DETECTION OF PEROXISOMAL FATTY ACYL-COENZYME-A OXIDASE ACTIVITY

It has been postulated that the peroxisomal fatty acid-oxidizing system [Lazarow & de Duve (1976) Proc. Natl. Acad. Sci. U.S.A. 73, 2043-2046; Lazarow (1978) J.Biol. Chem. 253, 1522-1528] resembles that of mitochondria, except for the first oxidative reaction. In this step, O2 would be directly reduced to H2O2 by an oxidase. Two specific procedures developed to detect the activity of the characteristic enzyme fatty acyl-CoA oxidase are presented, namely polarographic detection of palmitoyl-CoA-dependent cyanide-insensitive O2 consumption and palmitoyl-CoA-dependent H2O2 generation coupled to the peroxidation of methanol in an antimycin A-insensitive reaction.

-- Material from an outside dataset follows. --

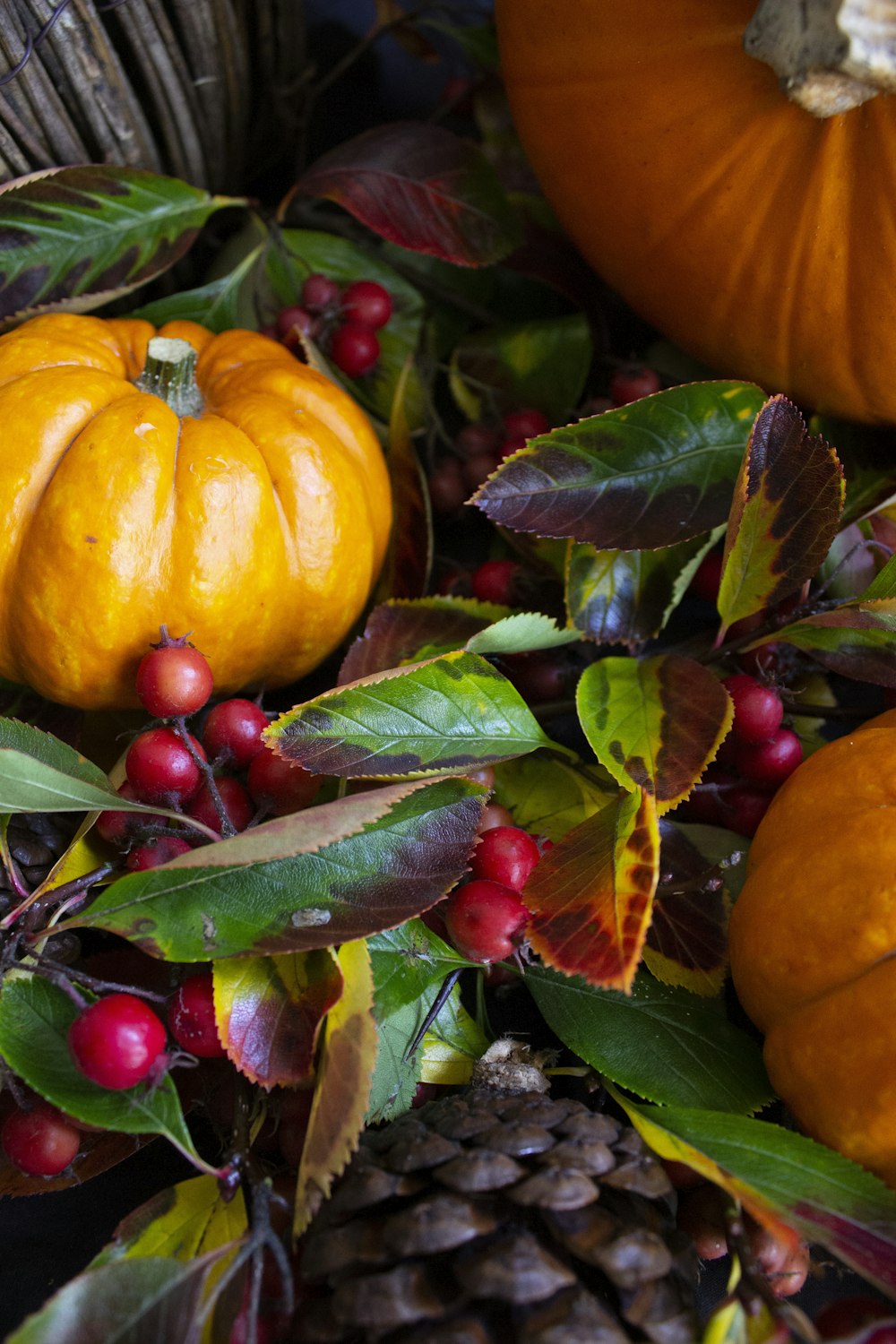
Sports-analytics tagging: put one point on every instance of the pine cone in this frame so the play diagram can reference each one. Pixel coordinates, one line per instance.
(498, 1217)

Fatty acyl-CoA oxidase activity is stimulated by FAD, which supports the flavoprotein nature postulated for this enzyme. Its activity increases 7-fold per g wet wt. of liver in rats treated with nafenopin, a hypolipidaemic drug. Subcellular fractionation of livers from normal and nafenopin-treated animals provides evidence for its peroxisomal localization. The stoicheiometry for palmitoyl-CoA-dependent O2 consumption, H2O2 generation and NAD+ reduction is 1:1:1. This suggests that fatty acyl-CoA oxidase is the rate-limiting enzyme of the peroxisomal fatty acid-oxidizing system.